Om u aan te melden bij Azure vanaf de CLI, voert u het volgende commando uit en volgt u de aanwijzingen om het authenticatieproces te voltooien.

  1. Meld u aan bij Azure.

    az login
    
  2. Om te zorgen dat je de nieuwste versie van de CLI gebruikt, voer het upgrade-commando uit.

    az upgrade
    
  3. Installeer of werk de Azure Container Apps-extensie voor de CLI bij.

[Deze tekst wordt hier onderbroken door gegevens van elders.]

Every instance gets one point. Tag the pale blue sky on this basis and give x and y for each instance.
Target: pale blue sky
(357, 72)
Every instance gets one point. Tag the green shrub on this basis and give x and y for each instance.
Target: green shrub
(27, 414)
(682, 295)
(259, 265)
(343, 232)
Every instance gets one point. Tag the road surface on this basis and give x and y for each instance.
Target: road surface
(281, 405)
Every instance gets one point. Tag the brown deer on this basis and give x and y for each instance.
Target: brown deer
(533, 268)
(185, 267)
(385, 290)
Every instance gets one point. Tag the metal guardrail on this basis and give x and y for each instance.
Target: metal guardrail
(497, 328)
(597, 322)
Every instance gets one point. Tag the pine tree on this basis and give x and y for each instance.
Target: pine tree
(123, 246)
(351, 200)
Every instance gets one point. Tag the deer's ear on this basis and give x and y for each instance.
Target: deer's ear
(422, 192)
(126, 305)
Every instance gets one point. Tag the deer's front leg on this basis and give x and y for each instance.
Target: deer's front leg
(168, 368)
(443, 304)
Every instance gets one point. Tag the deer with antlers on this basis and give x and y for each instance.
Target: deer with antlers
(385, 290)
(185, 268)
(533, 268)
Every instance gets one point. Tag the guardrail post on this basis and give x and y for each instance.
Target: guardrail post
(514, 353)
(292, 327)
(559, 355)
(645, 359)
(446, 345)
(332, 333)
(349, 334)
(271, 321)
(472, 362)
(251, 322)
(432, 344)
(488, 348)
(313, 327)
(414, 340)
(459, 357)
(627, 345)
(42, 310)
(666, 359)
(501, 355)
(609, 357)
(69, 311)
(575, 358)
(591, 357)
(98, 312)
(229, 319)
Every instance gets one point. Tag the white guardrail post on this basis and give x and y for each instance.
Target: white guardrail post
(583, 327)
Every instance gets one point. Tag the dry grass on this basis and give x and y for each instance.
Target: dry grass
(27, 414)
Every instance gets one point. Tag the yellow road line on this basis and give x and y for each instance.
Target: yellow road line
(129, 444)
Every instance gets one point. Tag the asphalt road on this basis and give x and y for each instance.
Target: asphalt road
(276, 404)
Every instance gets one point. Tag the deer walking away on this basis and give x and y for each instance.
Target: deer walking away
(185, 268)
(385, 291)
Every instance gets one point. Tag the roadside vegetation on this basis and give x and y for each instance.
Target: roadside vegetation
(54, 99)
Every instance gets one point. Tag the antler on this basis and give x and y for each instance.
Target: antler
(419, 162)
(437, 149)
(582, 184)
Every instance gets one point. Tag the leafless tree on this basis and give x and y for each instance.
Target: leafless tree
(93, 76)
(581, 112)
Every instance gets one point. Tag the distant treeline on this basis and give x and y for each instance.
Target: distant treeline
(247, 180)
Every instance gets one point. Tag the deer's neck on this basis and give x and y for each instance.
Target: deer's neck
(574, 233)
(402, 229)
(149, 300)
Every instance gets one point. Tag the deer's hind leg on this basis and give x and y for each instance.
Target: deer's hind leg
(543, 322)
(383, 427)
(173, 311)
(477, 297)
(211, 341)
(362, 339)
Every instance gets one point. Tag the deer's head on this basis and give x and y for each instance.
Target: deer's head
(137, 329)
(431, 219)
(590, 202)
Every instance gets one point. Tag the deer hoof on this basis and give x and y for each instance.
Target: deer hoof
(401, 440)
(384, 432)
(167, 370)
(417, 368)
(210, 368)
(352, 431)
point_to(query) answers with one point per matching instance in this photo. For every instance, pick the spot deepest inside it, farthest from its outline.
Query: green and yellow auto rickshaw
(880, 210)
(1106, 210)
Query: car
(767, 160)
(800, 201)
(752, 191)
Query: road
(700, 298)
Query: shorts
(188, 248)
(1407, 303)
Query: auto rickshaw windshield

    Als u fouten ontvangt over ontbrekende parameters wanneer u az containerapp opdrachten in Azure CLI of cmdlets uit de Az.App module in PowerShell uitvoert, zorg er dan voor dat u de nieuwste versie van de Azure Container Apps-extensie geïnstalleerd heeft.

    az extension add --name containerapp --upgrade
    

    Nu de huidige extensie of module is geïnstalleerd, registreer de Microsoft.App en Microsoft.OperationalInsights naamruimten.

    az provider register --namespace Microsoft.App
    
    az provider register --namespace Microsoft.OperationalInsights
    
  4. Omgevingsvariabelen maken.

    RESOURCE_GROUP_NAME="my-aca-functions-group"
    CONTAINER_APP_NAME="my-aca-functions-app"
    ENVIRONMENT_NAME="my-aca-functions-environment"
    LOCATION="westus"
    
  5. Maak een resourcegroep.

    az group create \
      --name $RESOURCE_GROUP_NAME \
      --location $LOCATION \
      --output none
    
  6. Maak de Container Apps-omgeving.

    az containerapp env create \
        --name $ENVIRONMENT_NAME \
        --resource-group $RESOURCE_GROUP_NAME \
        --location $LOCATION \
        --output none
    
  7. Maak een Azure Functions-container-app.

    az containerapp create \
      --resource-group $RESOURCE_GROUP_NAME \
      --name $CONTAINER_APP_NAME \
      --environment $ENVIRONMENT_NAME \
      --image mcr.microsoft.com/azure-functions/dotnet8-quickstart-demo:1.0 \
      --ingress external \
      --target-port 80 \
      --kind functionapp \
      --query properties.outputs.fqdn
    

    Met deze opdracht wordt de URL van uw Functions-app geretourneerd. Kopieer deze URL en plak deze in een webbrowser.

  8. Voeg /api/HttpExample toe aan het einde van de URL.

    Er wordt een bericht met de melding 'HTTP-triggerfunctie verwerkt een aanvraag' geretourneerd in de browser.